Going from an UNION plan to a OR plan would be somewhat strange. Programmers
don't usually write plans as UNION in place of the more natural OR unless they
have a reason to.

-- 
greg



Re: Planning without reason.

From
Martijn van Oosterhout
Date:
On Fri, Jun 23, 2006 at 08:14:07PM +0300, Tzahi Fadida wrote:
> I guess i can make a map of attributes participating in an index
> of a relation.
> Also, i would have to take into account the type of index used.
> For example, a btree should have the capability to do prefix key
> searches while hash indices probably can't.
> Then check each target tuple if it can use an index.
> All this before constructing the query for the planner.

At the end of the day it comes down to that Postgres has no way
currently to express the plan you want, so we're not talking about
small planner or optimiser changes, we're talking about creating a
completely new node type which could be used for this purpose.
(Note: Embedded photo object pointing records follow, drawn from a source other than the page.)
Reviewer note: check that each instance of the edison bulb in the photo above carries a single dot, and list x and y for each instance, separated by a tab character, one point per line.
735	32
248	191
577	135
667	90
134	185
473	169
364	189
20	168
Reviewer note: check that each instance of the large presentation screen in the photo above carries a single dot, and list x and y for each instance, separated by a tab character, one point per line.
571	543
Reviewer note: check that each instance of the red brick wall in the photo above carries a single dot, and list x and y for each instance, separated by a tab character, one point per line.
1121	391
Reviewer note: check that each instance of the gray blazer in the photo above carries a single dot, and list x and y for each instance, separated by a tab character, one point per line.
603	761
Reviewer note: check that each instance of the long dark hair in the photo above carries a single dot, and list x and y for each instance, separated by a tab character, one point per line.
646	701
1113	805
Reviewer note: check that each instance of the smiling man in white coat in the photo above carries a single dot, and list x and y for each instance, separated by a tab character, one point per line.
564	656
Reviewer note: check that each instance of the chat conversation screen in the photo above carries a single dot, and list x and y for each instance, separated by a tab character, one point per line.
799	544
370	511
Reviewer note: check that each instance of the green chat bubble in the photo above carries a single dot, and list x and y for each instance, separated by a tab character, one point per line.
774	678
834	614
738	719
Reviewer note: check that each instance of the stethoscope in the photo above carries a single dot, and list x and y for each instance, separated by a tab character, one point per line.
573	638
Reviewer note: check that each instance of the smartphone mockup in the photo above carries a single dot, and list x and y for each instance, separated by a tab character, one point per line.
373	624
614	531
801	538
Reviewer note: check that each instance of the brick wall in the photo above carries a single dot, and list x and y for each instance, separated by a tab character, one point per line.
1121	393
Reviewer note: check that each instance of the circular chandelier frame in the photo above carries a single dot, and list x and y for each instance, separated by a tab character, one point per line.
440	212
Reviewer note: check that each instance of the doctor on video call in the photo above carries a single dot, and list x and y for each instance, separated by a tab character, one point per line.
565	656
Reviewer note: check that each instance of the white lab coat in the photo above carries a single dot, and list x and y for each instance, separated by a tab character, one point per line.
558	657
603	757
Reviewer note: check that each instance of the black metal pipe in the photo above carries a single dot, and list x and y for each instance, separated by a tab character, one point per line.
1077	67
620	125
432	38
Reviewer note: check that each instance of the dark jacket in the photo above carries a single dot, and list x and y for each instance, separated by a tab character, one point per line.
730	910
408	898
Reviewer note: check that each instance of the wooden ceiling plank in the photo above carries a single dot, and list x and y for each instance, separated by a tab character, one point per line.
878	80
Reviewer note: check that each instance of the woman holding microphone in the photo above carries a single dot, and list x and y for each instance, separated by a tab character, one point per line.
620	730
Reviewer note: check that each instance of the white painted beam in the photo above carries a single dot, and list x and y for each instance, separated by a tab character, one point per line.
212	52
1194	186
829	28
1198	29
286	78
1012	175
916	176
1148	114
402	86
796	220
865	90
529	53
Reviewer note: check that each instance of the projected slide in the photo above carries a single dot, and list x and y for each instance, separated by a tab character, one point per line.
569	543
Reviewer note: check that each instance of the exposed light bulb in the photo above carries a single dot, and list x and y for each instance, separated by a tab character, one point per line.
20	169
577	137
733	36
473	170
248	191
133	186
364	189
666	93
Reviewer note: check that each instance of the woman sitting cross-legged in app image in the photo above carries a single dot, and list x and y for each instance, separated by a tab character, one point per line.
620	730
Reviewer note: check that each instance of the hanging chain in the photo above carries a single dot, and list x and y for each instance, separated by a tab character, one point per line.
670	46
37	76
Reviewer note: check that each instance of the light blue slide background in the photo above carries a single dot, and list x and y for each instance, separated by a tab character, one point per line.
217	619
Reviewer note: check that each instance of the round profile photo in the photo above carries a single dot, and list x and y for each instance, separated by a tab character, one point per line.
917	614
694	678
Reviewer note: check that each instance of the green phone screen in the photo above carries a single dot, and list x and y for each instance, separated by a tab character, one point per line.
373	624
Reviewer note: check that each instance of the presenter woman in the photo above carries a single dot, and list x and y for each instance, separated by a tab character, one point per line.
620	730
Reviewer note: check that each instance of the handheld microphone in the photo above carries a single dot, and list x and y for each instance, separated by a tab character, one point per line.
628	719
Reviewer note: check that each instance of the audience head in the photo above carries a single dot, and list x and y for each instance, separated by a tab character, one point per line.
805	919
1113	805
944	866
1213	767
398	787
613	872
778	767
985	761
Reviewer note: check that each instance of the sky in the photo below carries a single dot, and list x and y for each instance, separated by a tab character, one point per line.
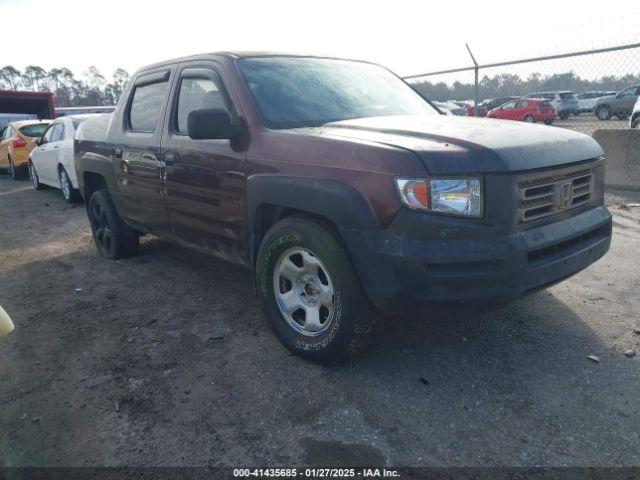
409	37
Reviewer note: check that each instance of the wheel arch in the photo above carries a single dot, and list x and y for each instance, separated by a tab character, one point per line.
270	198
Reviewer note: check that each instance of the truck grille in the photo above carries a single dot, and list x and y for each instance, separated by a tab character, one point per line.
554	194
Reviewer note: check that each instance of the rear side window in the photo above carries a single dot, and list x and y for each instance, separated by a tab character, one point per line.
34	130
196	94
58	133
146	106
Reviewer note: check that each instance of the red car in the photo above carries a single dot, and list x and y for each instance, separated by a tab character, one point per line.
527	110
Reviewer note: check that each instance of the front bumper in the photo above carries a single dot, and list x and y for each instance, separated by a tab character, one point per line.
423	258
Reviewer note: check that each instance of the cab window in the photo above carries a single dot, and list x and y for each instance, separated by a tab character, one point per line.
196	94
58	133
146	106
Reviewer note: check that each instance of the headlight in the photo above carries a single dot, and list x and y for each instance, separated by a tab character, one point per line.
453	196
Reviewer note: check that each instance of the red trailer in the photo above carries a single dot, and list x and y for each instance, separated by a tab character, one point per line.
37	103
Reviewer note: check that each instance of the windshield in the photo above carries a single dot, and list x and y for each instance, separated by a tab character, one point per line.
35	130
301	92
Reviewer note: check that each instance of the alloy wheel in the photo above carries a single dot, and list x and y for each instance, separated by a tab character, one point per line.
33	174
103	233
304	292
65	184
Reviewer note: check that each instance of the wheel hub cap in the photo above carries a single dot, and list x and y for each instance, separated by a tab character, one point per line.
304	292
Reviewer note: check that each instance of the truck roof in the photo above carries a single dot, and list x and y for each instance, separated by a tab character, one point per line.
236	55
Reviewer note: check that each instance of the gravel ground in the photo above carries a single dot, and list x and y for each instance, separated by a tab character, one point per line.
165	360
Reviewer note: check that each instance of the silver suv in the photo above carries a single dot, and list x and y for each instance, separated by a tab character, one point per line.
565	102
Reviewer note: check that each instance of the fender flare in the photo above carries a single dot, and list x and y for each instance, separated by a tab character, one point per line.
336	201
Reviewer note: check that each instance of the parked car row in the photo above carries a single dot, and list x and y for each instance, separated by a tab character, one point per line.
44	150
17	140
619	105
604	104
530	110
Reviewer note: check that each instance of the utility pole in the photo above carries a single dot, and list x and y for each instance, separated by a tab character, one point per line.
476	69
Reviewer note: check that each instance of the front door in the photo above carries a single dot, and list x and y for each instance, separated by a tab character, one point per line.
4	147
204	179
136	153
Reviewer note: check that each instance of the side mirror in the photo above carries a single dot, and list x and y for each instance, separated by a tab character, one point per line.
211	123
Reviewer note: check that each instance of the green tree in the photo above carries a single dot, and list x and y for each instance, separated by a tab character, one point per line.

It would be a node that sat on top of a "seq scan" and had a number of
conditions. Each tuple would be matched against each condition. Once a
condition is matched, that tuple is returned. Once a condition has
matched N times it is disabled. Once all conditions are disabled,
you're done.

Seems terribly special purpose, yet I don't see how you could do it any
other way. If it wern't for the LIMIT clauses the whole operation would
be trivial.

> > It's conceivable that the planner could prove that neither effect is
> > possible in a particular query and then make the transformation
> > automatically, but I'm not about to expend that kind of planning effort
> > on such an odd case --- checking for it would waste entirely too many
> > cycles in most cases.

I think in the case we have here, the transformation wouldn't apply
anyway (otherwise it could be done by hand).

Have a nice day,
--
Martijn van Oosterhout   <kleptog@svana.org>   http://svana.org/kleptog/
> From each according to his ability. To each according to his ability to litigate.